I’m not completely opposed to junk food. For example, the occasional leftover French fry scavenged from the plate of a dining companion, or the deep fat-fried Snickers-bar-on-a-stick at Redbone’s in Davis Square, Somerville. Those, I feel, are worth it.
But for the most part, I just wonder why. I mean, really, why eat most of the crap that’s out there? Having been raised on good food, I’m constantly amazed that people would crave, say, a Fenway Frank over the much-more-delicious Coleman organic hot dog. Or a white-flour-Crisco-crusted corn-syrup Cool Whip pie, over something with whole grains and actual fruit and soaring peaks of whipped cream. For the most part, natural which is to say: “real” just tastes better.
Nowhere is this truer than when it comes to cheese. I love cheese. I respect cheese. I write love sonnets to cheese, in all its cheesy beauty. So you can imagine how shocked and offended I was when, for the first time in my more than 30 years, my taste buds experienced the day-glo dairy mucous extrusion that’s splotched over lukewarm tortilla chips & called “nachos” at a movie theater.
What is this industrial waste?
That’s not a rhetorical question! What, exactly is nacho spread made of? To answer that question, here’s an excerpt from the U.S. Code of Federal Regulations, Title 21: Food and Drugs.
Part 133 CHEESES AND RELATED CHEESE PRODUCTS Subpart B Requirements for Specific Standardized Cheeses and Related Products
§ 133.179 Pasteurized process cheese spread.
(a)(1) Pasteurized process cheese spread is the food prepared by comminuting and mixing, with the aid of heat, one or more of the optional cheese ingredients prescribed in paragraph (c) of this section, with or without one or more of the optional dairy ingredients prescribed in paragraph (d) of this section, with one or more of the emulsifying agents prescribed in paragraph (e) of this section, and with or without one or more of the optional ingredients prescribed by paragraph (f) of this section, into a homogeneous plastic mass, which is spreadable at 70° F.
…then follow a few paragraphs involving advanced dairy mathematics…
(a)(6) The weight of each variety of cheese in a pasteurized process cheese spread made with two varieties of cheese is not less than 25 percent of the total weight of both, except that the weight of blue cheese, nuworld cheese, Roquefort cheese, gorgonzola cheese, or limburger cheese is not less than 10 percent of the total weight of both. The weight of each variety of cheese in a pasteurized process cheese spread made with three or more varieties of cheese is not less than 15 percent of the total weight of all, except the weight of blue cheese, nuworld…

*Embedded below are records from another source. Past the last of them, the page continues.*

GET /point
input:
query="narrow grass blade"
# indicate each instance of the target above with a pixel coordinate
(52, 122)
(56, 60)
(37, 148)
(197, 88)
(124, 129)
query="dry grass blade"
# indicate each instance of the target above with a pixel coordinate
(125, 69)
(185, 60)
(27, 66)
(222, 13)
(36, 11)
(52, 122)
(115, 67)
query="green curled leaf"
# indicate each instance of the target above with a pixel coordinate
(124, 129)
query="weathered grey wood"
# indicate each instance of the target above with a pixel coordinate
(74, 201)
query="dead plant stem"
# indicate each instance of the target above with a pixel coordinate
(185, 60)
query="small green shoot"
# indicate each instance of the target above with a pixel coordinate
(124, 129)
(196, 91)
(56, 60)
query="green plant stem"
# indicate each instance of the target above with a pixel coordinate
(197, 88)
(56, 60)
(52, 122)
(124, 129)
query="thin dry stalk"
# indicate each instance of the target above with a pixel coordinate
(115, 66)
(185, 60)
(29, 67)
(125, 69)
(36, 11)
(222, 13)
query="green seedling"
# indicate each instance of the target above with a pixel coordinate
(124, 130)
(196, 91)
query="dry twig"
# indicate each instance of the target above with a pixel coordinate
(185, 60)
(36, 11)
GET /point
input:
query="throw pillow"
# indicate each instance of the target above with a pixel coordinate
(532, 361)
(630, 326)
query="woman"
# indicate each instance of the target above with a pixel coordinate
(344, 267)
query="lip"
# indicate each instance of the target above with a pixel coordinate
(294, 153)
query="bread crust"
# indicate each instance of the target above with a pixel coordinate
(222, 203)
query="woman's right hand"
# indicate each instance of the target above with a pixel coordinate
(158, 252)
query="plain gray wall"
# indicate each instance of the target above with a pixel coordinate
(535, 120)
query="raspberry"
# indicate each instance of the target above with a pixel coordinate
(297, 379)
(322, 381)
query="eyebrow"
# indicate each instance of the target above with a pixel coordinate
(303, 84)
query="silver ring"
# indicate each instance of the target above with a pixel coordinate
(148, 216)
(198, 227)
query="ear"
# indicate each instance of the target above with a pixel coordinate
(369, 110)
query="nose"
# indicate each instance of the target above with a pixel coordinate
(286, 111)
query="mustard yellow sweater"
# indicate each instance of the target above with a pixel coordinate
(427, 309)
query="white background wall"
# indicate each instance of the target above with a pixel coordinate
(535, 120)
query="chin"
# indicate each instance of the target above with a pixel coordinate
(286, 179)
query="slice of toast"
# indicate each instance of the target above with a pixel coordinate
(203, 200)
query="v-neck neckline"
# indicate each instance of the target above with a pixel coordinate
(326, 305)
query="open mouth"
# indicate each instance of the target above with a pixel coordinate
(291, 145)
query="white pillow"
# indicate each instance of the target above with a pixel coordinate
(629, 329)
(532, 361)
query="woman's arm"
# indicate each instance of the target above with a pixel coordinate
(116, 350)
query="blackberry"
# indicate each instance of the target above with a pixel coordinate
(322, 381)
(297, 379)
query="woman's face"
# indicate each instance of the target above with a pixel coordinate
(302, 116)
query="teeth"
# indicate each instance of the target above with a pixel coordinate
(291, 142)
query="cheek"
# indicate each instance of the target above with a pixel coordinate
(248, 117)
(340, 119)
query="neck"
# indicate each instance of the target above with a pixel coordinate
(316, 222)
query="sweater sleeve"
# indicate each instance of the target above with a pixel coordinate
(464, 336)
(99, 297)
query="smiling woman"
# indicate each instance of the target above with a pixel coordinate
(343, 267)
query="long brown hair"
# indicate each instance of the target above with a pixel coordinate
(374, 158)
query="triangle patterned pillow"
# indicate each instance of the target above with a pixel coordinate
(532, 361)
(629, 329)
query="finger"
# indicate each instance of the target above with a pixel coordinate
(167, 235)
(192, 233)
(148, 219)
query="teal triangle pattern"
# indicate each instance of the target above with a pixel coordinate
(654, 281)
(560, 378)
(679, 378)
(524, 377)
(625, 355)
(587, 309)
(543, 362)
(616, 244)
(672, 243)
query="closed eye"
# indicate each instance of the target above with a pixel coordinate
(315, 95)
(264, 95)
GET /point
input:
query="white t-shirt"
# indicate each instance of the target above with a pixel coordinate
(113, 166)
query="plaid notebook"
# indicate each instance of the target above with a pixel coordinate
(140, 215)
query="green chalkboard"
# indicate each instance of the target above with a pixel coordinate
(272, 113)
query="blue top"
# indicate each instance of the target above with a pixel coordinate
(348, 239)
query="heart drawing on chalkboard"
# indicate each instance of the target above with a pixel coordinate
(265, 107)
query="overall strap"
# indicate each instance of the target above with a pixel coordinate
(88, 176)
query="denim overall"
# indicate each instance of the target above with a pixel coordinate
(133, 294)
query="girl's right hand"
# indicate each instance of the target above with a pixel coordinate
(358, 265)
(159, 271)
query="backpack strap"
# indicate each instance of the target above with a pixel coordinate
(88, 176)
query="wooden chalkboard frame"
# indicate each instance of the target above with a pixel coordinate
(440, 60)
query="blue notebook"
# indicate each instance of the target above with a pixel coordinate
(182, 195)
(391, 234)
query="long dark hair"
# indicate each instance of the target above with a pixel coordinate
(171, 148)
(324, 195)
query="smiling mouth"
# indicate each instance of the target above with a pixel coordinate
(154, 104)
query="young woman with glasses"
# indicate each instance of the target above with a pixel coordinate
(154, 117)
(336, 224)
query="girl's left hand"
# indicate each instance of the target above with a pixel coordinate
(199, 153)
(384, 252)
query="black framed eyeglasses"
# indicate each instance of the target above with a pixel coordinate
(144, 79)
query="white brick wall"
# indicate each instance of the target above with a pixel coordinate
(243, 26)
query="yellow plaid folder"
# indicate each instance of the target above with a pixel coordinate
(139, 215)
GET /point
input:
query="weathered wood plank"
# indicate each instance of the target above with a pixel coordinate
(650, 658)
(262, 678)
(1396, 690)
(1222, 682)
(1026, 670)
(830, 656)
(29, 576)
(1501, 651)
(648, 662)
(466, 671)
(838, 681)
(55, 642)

…down a few more paragraphs, the code gets multisyllabic for us…
(e) The emulsifying agents prescribed in paragraph (a) of this section are one or any mixture of two or more of the following: Monosodium phosphate, disodium phosphate, dipotassium phosphate, trisodium phosphate, sodium pentaphosphate (sodium hexametaphosphate), sodium acid pyrophosphate, tetrasodium pyrophosphate, sodium aluminum phosphate, sodium citrate, potassium citrate, calcium citrate, sodium tartrate, and sodium potassium tartrate, in such quantity that the weight of the solids of such emulsifying agent is not more than 3 percent of the weight of the pasteurized process cheese spread.
I could go on. And on. But you get the point. Do we really want to eat a food that requires three pages just to define? Anyone interested in reading the rest of the three-page definition of “Pasteurized process cheese spread” can find it on-line at http://ecfr.gpoaccess.gov.
And while you’re at it, you could probably find “hot dog” on there as well. But, really, why give yourself nightmares?